Opini
Pendidikan di Indonesia, tepatnya pada bagian sekolah formal (PAUD, SD,
SMP/MTs, SMA/SMK, Mahasiswa) dari segi fasilitas, biaya hingga materi sampai
saat ini semakin dimudahkan.
Fasilitas dan
Biaya akan sangat membantu jika dimudahkan, dapat mengatasi anak didik yang
ingin sekolah namun tidak berkecukupan. Tapi bagaimana dengan Materi? Materi
adalah pelajaran yang didapatkan oleh murid-murid di sekolah, seperti
matematika, IPA, IPS, Fisika, Kimia, Sejarah, Sosiologi dan lain-lain.
Menurut saya sekarang ini, orangtua ingin anak didik mendapatkan
pelajaran yang mudah, tidak ada tugas rumah atau tugas kelompok yang
menyulitkan, bahkan ada orangtua yang tidak perduli dengan buku-buku pelajaran
anak didik tersebut. Muncul berbagai pendapat bahwa ada masyarakat Indonesia
yang menginginkan agar anak didik dapat fokus kepada satu materi saja. Jika anak
didik tersebut berpotensi di bidang Matematika, jangan paksa agar anak didik
tersebut mahir di bidang Sosial.
Kementerian
Pendidikan dan Kebudayaan di Indonesia pun terus memberikan inovasi terbaru utk
memperbaiki sistem pendidikan di Indonesia.
“Kementrian Pendidikan dan Kebudayaan (Kemdikbud) mengeluarkan surat edaran terkait dengan Ujian Nasional 2017 yang menyebutkan, khusus untuk siswa SMA, mereka dapat memilih sendiri salah satu mata pelajaran yang diujikan di UN. Selain itu, UN tak berkaitan dengan lulus tidaknya seorang siswa. Menurut Muhadjir, UN hanya untuk mengetahui seberapa dalam seorang siswa menguasai materi yang diajarkan di sekolah sebagai bahan evaluasi Kemdikbud. Muhadjir menambahkan, dengan siswa memilih salah satu mata pelajaran yang diujikan, pendalaman materi akan lebih dapat diukur.” - detik.com 19 Januari 2017 16:39 WIB.
Artinya, inovasi
yang diberikan oleh Kemdikbud sejalan dengan kemauan dari orangtua sekarang ini
yaitu; memudahkan anak didik.
Saya ingin memberikan pendapat dari segi materi yang terus dimudahkan
oleh Pemerintah. Untuk hal ini saya memberikan contoh kasus atas hal yang sudah
saya alami.
Saya lulusan
tahun 2006 SD Swasta Kristen Kalam Kudus Pematangsiantar. Sekolah swasta dimana
uang sekolahnya dikategorikan mahal, dan bergengsi. Saya mengingat bahwa ketika
saya ada di sekolah tersebut nilai akademik saya diatas rata-rata; nilai saya
diatas 90-100/100 namun tidak mendapatkan juara. Sangat sulit mendapatkan juara
1, 2, dan 3 pada saat itu. Kedua orangtua saya adalah Guru. Mereka berpendapat,
materi-materi yang diberikan oleh sekolah itu pun sangat sulit untuk diatasi
oleh anak sekolah dasar. Saya belajar dengan sungguh-sungguh dengan bantuan
kakak tertua saya. Sampai akhirnya, pada kelas III SD saya pernah mendapatkan
juara 3 kelas. Perasaan saya saat itu sangat bangga.
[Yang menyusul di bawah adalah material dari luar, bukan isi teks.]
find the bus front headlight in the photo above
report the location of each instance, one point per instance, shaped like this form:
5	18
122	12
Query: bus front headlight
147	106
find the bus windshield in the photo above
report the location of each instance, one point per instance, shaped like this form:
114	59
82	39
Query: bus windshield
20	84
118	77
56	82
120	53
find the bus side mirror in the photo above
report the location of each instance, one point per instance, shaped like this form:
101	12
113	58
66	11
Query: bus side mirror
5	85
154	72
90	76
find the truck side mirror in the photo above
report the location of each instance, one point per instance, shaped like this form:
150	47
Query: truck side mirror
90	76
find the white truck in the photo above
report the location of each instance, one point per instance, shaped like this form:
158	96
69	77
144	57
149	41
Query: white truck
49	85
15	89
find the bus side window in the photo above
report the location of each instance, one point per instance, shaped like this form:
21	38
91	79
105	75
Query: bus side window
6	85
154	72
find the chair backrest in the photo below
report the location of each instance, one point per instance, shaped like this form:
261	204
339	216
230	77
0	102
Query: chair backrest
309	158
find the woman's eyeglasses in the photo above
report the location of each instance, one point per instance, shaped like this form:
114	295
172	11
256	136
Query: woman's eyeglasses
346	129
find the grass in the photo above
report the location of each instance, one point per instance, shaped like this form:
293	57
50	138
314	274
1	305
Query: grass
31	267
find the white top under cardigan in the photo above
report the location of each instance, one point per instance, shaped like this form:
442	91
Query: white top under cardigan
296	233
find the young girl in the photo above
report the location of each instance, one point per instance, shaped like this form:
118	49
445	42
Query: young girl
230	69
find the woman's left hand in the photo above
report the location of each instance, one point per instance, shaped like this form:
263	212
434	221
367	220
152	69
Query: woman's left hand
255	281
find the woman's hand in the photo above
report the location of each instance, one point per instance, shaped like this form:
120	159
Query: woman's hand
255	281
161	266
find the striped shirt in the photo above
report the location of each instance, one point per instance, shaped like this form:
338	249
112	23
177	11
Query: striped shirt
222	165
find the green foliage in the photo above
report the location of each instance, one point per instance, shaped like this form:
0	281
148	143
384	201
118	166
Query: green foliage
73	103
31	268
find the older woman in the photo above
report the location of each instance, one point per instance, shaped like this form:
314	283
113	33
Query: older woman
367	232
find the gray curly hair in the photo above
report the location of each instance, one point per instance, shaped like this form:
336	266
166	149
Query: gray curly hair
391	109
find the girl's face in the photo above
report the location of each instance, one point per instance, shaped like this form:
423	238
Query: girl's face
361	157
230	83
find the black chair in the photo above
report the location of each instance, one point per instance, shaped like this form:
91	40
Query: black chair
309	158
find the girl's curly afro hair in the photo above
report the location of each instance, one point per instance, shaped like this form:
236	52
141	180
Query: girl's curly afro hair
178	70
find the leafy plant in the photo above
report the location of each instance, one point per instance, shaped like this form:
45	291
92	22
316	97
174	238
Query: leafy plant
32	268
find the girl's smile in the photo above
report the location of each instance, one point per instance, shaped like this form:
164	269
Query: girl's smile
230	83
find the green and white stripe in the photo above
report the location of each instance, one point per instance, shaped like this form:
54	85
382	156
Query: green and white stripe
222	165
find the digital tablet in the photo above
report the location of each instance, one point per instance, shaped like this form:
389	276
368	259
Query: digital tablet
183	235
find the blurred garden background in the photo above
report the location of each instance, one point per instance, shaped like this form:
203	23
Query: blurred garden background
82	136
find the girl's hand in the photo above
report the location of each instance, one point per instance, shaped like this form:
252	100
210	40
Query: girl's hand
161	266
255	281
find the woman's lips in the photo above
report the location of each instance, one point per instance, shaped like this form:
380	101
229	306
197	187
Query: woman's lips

Karena alasan financial, saya
melanjutkan sekolah saya di SMP Negeri 1 Pematangsiantar. Salah satu sekolah
negeri yang bagus, idola di kota Pematangsiantar. Sekolah tersebut berbeda, dan
sangat berbeda dari sekolah SD Swasta sebelumnya. Dari segi disiplin, materi,
pergaulan, arahan guru dan lainnya. Satu semester berjalan dan tanpa usaha yang
maksimal saya menduduki juara 1 kelas. Saya kaget. Bagaimana bisa? Saya tidak
berusaha maksimal, orangtua saya hanya memberikan les tambahan diluar sekolah
3x seminggu. Saya tidak pernah belajar dirumah, tidak pernah menyelesaikan
tugas sekolah yang sulit bahkan sangat suka bermain-main hingga sore. Sampai
akhirnya, saya terbuai dengan situasi itu. Saya tidak pernah belajar,
menyepelekan pelajaran, gaya belajar saya berbeda dibandingkan ketika saya
duduk di sekolah dasar. Namun saya tetap juara 2, 3, sampai pada akhir semester
di kelas 3SMP, saya tidak juara sama sekali.
Pada saat saya mau masuk SMA orangtua saya menyarankan agar saya kembali
di sekolah Swasta. Saya menentang keras! Saya tidak mau karena saya sudah
terlena dengan kemalasan, ketidakdisiplinan yang diberikan sekolah negeri
tersebut. Saya ingin melanjutkan di SMA Negeri 2 Pematangsiantar; dimana
sekolah tersebut adalah salah satu sekolah favorit negeri. Saya berjanji kepada
orangtua saya bahwa saya akan belajar dengan sungguh-sungguh dan itu terbukti.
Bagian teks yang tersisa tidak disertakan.